La loi ne permet pas d’établissement communautaire, mais rien n’empêche que l’un ou l’autre manifeste des spécificités ou des compétences particulières. Je n’exclus pas d’avoir été la Ministre qui a visité le plus grand nombre d’EHPAD : ces établissements, leur personnel et leurs résidents m’ont appris beaucoup plus qu’une étagère entière de livres de philosophie et de sciences sociales. J’en ai retiré, en plus de tout le reste, une conviction : ce n’est pas à 85 ans (âge moyen d’entrée en EHPAD) ou au delà, que l’on change ou que l’on peut être formé ou déformé. On a, au contraire grand profit à se trouver dans un milieu compréhensif, familier et où l’on retrouve des éléments de vie qui rassurent et qui échappent à l’oubli. Telle pensionnaire, allemande, mais qui n’avait depuis des lustres pas entendu un mot de cette langue, a retrouvé la parole et l’échange aux quelques mots que je lui ai dit dans mon médiocre allemand. Tels autres, tous immigrées et rescapés du ghetto de Varsovie, retrouvaient de la couleur et de la vie en chantant des chants ashkénazes ou polonais… Ce dernier exemple, alors que j’étais prévenue contre le caractère religieux d’un EHPAD particulier, a fini de me convaincre qu’il n’y avait en ce domaine qu’UNE règle : que les résidents se sentent chez eux et se sentent libres d’être eux-mêmes.
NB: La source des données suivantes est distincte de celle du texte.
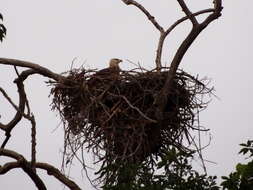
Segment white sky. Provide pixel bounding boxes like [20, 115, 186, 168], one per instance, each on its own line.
[0, 0, 253, 190]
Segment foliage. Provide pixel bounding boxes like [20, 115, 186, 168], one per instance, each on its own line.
[103, 148, 219, 190]
[221, 140, 253, 190]
[0, 13, 6, 41]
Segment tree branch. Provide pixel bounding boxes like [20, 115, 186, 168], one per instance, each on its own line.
[155, 9, 214, 71]
[0, 58, 64, 81]
[177, 0, 198, 26]
[0, 148, 47, 190]
[36, 162, 81, 190]
[154, 0, 222, 119]
[122, 0, 164, 32]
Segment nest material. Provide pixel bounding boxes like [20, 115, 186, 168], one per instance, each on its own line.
[51, 68, 210, 164]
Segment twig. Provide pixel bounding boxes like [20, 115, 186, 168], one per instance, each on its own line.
[0, 58, 64, 81]
[120, 96, 157, 123]
[177, 0, 199, 26]
[0, 148, 46, 190]
[122, 0, 164, 32]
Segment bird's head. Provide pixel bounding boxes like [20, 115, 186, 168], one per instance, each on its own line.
[109, 58, 122, 67]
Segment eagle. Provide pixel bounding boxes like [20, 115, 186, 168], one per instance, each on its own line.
[88, 58, 122, 86]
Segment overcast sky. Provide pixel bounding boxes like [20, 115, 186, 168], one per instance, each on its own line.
[0, 0, 253, 190]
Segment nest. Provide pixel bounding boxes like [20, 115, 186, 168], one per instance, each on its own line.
[51, 68, 210, 169]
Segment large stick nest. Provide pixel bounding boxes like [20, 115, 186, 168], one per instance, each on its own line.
[51, 68, 210, 164]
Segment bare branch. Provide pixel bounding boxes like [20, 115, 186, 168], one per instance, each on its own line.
[0, 148, 47, 190]
[0, 81, 26, 145]
[36, 162, 81, 190]
[122, 0, 164, 32]
[0, 58, 64, 81]
[155, 0, 222, 119]
[155, 9, 214, 71]
[177, 0, 198, 26]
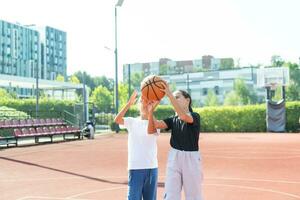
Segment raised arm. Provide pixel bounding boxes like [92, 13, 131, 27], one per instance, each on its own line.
[148, 101, 168, 130]
[114, 90, 137, 125]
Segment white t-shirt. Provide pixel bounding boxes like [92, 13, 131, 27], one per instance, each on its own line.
[124, 117, 158, 170]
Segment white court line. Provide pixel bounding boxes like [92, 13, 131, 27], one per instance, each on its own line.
[203, 184, 300, 199]
[0, 176, 300, 184]
[66, 186, 127, 200]
[204, 175, 300, 184]
[203, 147, 300, 153]
[17, 196, 90, 200]
[202, 154, 300, 160]
[0, 176, 128, 182]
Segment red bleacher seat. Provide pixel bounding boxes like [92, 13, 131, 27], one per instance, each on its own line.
[4, 119, 14, 128]
[40, 119, 48, 126]
[0, 120, 5, 128]
[12, 119, 21, 127]
[29, 128, 37, 135]
[26, 119, 34, 126]
[22, 128, 31, 136]
[43, 126, 52, 135]
[14, 128, 22, 137]
[36, 127, 45, 135]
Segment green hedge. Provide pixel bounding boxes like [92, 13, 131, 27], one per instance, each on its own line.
[0, 99, 300, 132]
[0, 99, 75, 118]
[286, 101, 300, 132]
[127, 102, 300, 132]
[195, 105, 266, 132]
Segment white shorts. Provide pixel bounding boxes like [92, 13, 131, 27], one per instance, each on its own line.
[164, 148, 203, 200]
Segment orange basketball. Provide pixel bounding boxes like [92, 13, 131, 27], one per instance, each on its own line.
[141, 75, 165, 101]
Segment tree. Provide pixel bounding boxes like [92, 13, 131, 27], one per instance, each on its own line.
[91, 85, 113, 112]
[271, 55, 284, 67]
[285, 62, 300, 101]
[159, 64, 169, 75]
[70, 75, 80, 84]
[0, 88, 13, 99]
[233, 79, 258, 105]
[224, 90, 242, 106]
[204, 90, 219, 106]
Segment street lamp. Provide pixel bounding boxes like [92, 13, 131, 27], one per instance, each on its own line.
[186, 73, 192, 95]
[115, 0, 124, 133]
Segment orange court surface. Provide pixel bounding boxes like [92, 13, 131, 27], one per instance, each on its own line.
[0, 133, 300, 200]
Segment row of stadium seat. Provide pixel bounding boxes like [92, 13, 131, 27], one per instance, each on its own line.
[0, 118, 66, 128]
[13, 126, 81, 146]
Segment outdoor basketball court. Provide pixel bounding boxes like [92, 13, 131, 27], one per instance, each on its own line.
[0, 133, 300, 200]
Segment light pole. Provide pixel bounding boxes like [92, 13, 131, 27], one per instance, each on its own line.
[115, 0, 124, 133]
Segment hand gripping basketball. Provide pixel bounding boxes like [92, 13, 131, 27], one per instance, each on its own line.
[141, 75, 165, 101]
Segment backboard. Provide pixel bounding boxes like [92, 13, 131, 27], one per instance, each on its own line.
[257, 67, 290, 89]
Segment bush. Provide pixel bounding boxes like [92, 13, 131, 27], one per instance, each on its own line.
[195, 105, 266, 132]
[0, 106, 30, 120]
[0, 99, 76, 118]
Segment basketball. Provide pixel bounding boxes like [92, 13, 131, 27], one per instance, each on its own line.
[141, 75, 165, 101]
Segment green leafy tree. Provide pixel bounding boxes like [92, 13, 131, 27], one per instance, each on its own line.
[285, 62, 300, 101]
[0, 88, 13, 99]
[70, 75, 80, 84]
[234, 79, 258, 105]
[90, 85, 113, 112]
[204, 90, 219, 106]
[159, 64, 169, 75]
[271, 55, 284, 67]
[56, 74, 65, 82]
[224, 90, 242, 106]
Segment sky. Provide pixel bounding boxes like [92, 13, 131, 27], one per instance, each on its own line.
[0, 0, 300, 78]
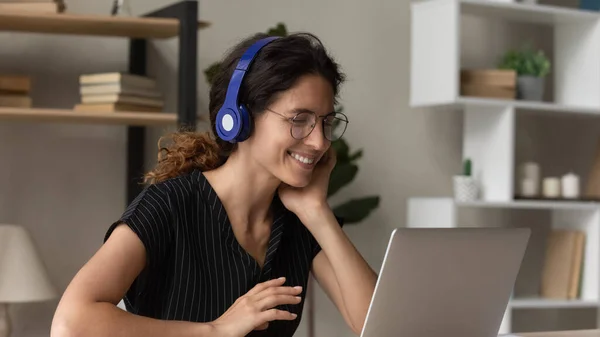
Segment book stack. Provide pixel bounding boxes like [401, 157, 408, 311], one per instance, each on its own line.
[0, 0, 67, 14]
[460, 69, 517, 99]
[0, 74, 31, 108]
[541, 229, 585, 300]
[75, 72, 164, 112]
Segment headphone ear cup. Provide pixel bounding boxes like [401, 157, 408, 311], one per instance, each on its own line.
[215, 107, 242, 143]
[237, 104, 252, 142]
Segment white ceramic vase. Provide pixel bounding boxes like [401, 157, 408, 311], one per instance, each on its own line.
[454, 175, 479, 202]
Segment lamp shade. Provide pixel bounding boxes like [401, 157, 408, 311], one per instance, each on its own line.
[0, 224, 58, 303]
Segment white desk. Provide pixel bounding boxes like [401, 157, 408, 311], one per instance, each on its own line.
[510, 330, 600, 337]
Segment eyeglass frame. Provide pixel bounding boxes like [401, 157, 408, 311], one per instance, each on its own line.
[265, 108, 350, 142]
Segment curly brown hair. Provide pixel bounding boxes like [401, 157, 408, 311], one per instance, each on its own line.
[144, 33, 345, 183]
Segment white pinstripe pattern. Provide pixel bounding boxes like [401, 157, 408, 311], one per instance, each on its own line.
[104, 171, 342, 337]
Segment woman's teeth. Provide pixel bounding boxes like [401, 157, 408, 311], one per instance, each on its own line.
[290, 152, 315, 164]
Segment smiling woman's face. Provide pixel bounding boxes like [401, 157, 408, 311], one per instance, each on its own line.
[244, 75, 334, 187]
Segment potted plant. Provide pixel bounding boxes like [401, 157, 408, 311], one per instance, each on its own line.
[499, 46, 550, 101]
[454, 158, 479, 202]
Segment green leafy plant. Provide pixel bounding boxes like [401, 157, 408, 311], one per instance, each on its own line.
[498, 45, 551, 77]
[204, 23, 380, 224]
[463, 158, 471, 177]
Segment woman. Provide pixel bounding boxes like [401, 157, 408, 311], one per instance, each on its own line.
[52, 34, 376, 337]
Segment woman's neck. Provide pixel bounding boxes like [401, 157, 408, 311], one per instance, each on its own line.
[204, 152, 280, 234]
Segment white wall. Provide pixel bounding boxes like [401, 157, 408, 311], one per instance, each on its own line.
[0, 0, 461, 337]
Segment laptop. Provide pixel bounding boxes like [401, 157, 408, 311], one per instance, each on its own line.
[361, 227, 531, 337]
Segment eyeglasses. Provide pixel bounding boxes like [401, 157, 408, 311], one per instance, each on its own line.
[266, 108, 348, 142]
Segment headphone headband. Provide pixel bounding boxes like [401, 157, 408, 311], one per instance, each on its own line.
[225, 36, 279, 107]
[215, 36, 279, 143]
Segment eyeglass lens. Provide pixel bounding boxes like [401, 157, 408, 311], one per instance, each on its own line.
[292, 112, 348, 141]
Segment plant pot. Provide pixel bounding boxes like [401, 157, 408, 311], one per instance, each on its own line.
[454, 176, 479, 202]
[517, 75, 545, 101]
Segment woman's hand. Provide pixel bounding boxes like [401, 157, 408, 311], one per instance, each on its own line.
[279, 147, 336, 219]
[212, 278, 302, 337]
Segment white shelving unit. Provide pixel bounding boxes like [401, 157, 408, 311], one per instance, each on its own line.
[407, 0, 600, 333]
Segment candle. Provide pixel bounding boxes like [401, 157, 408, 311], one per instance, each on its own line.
[543, 177, 560, 198]
[521, 178, 538, 197]
[520, 161, 540, 197]
[561, 172, 579, 199]
[521, 162, 540, 182]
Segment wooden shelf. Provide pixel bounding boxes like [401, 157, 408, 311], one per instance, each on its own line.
[459, 0, 600, 25]
[413, 96, 600, 116]
[0, 11, 209, 39]
[0, 107, 185, 126]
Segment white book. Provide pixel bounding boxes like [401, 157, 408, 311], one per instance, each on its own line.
[81, 94, 164, 107]
[79, 72, 157, 89]
[79, 83, 162, 98]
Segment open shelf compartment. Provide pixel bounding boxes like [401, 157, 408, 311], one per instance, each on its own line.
[410, 0, 600, 114]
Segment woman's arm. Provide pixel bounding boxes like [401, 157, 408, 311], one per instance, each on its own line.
[51, 225, 215, 337]
[300, 206, 377, 335]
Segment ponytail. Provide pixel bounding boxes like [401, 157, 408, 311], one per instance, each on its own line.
[144, 131, 226, 184]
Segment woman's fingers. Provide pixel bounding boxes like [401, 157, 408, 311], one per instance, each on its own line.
[258, 295, 302, 310]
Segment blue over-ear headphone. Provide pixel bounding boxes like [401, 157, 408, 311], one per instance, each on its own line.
[216, 36, 278, 143]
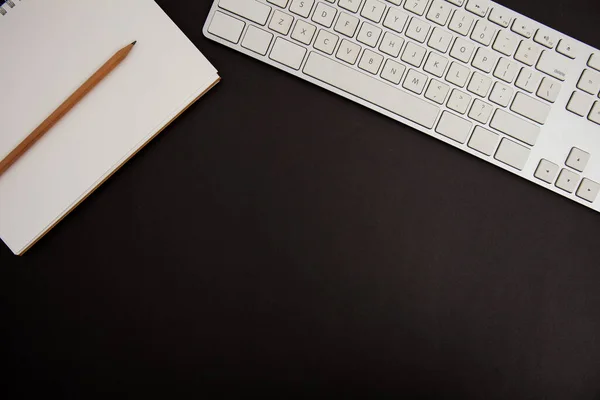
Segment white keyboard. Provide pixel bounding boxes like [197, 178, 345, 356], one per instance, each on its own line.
[204, 0, 600, 211]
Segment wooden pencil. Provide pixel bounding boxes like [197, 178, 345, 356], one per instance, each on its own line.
[0, 41, 137, 176]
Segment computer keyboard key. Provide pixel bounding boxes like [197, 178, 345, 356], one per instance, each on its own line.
[242, 25, 273, 56]
[269, 37, 306, 70]
[425, 79, 450, 104]
[335, 39, 361, 65]
[576, 178, 600, 203]
[492, 31, 520, 57]
[471, 19, 496, 46]
[304, 53, 440, 129]
[269, 10, 294, 36]
[565, 147, 590, 172]
[588, 101, 600, 125]
[379, 32, 404, 58]
[446, 89, 471, 114]
[490, 82, 514, 107]
[536, 50, 571, 81]
[402, 42, 427, 68]
[358, 49, 383, 75]
[533, 29, 558, 49]
[515, 40, 542, 67]
[494, 139, 531, 171]
[381, 60, 406, 85]
[405, 17, 431, 43]
[292, 19, 317, 44]
[588, 53, 600, 71]
[339, 0, 362, 13]
[556, 39, 577, 59]
[423, 51, 448, 78]
[356, 22, 381, 47]
[334, 13, 360, 37]
[219, 0, 271, 25]
[488, 7, 510, 28]
[490, 109, 540, 146]
[467, 72, 492, 98]
[471, 47, 498, 73]
[469, 99, 494, 125]
[427, 28, 452, 53]
[577, 69, 600, 96]
[267, 0, 288, 8]
[567, 91, 594, 117]
[446, 62, 471, 87]
[382, 7, 408, 33]
[402, 69, 427, 94]
[312, 3, 337, 28]
[427, 0, 452, 26]
[510, 93, 550, 125]
[511, 18, 534, 39]
[360, 0, 386, 23]
[534, 159, 558, 183]
[515, 68, 542, 93]
[450, 38, 475, 63]
[314, 29, 338, 55]
[208, 11, 246, 43]
[468, 126, 500, 156]
[494, 58, 519, 83]
[465, 0, 490, 17]
[435, 111, 473, 144]
[556, 169, 579, 193]
[290, 0, 316, 18]
[404, 0, 429, 15]
[537, 78, 562, 103]
[448, 10, 475, 36]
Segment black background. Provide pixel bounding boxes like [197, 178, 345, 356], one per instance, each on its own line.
[0, 0, 600, 400]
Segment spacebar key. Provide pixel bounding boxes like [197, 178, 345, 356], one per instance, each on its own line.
[303, 53, 440, 129]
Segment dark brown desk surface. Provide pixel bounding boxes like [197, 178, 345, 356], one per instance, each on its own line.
[0, 0, 600, 400]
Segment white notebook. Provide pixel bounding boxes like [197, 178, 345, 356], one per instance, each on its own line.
[0, 0, 219, 254]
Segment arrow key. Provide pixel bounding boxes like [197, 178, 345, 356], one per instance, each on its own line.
[565, 147, 590, 172]
[534, 159, 558, 183]
[556, 169, 579, 193]
[577, 178, 600, 203]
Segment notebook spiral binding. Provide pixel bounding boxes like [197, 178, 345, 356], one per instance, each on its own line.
[0, 0, 21, 15]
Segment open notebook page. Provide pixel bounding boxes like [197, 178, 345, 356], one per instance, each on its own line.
[0, 0, 218, 253]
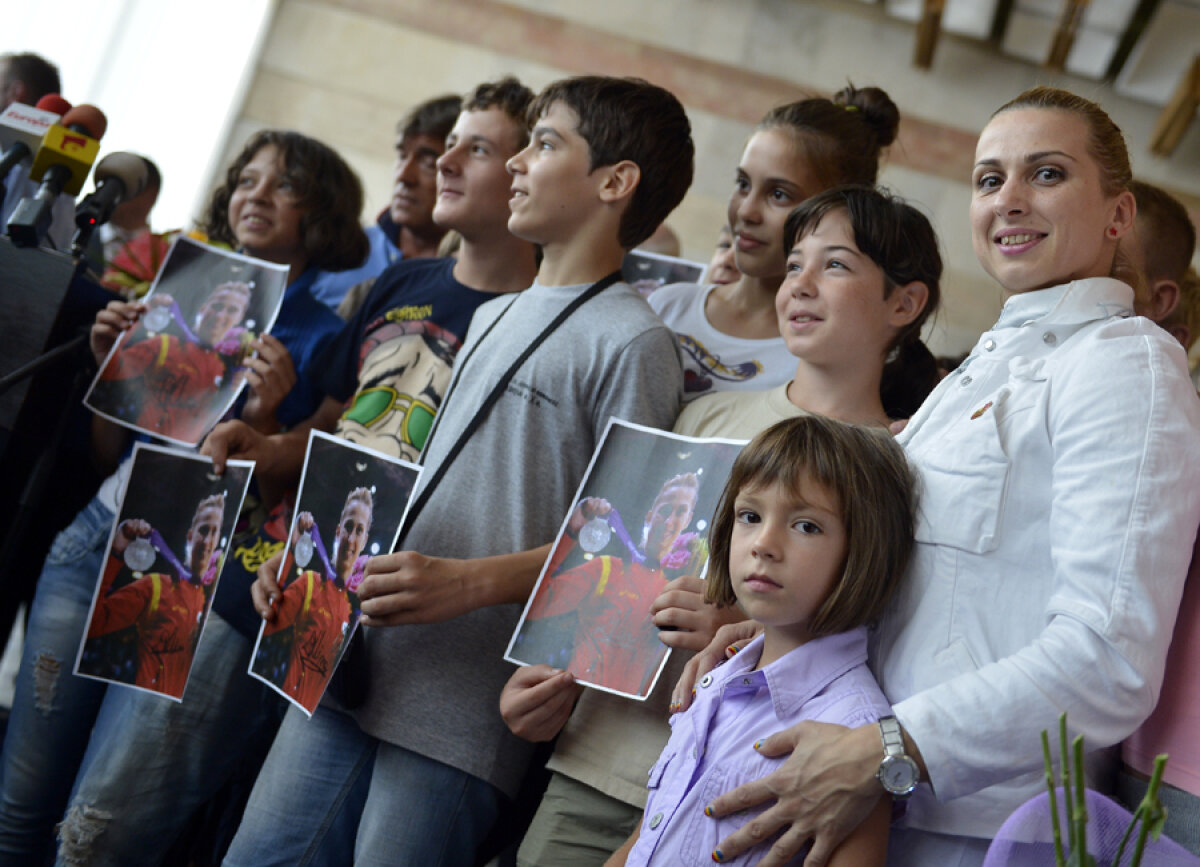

Les sujets sont éminemment différents, mais le principe de liberté, l’absence de tout risque d’être « communautarisé » alors que l’on a atteint le grand âge, m’a incitée à porter l’idée qu’un EHPAD pouvait parfaitement témoigner d’une compétence particulière en direction des personnes LGBT ayant le souhait de se retrouver entre personnes amies et bienveillantes. Ceci n’est toujours pas une évidence, mais je décèle une prise de conscience et une réflexion autour de ce sujet de la particularité et de la liberté. Je m’en réjouis et, avec mes conscrits « soixante-huitards » , j’en porte et porterai l’idée. Cela fait partie de notre devoir, nous les « silver-boomers » d’émanciper l’âge et le grand âge d’un maximum de contraintes.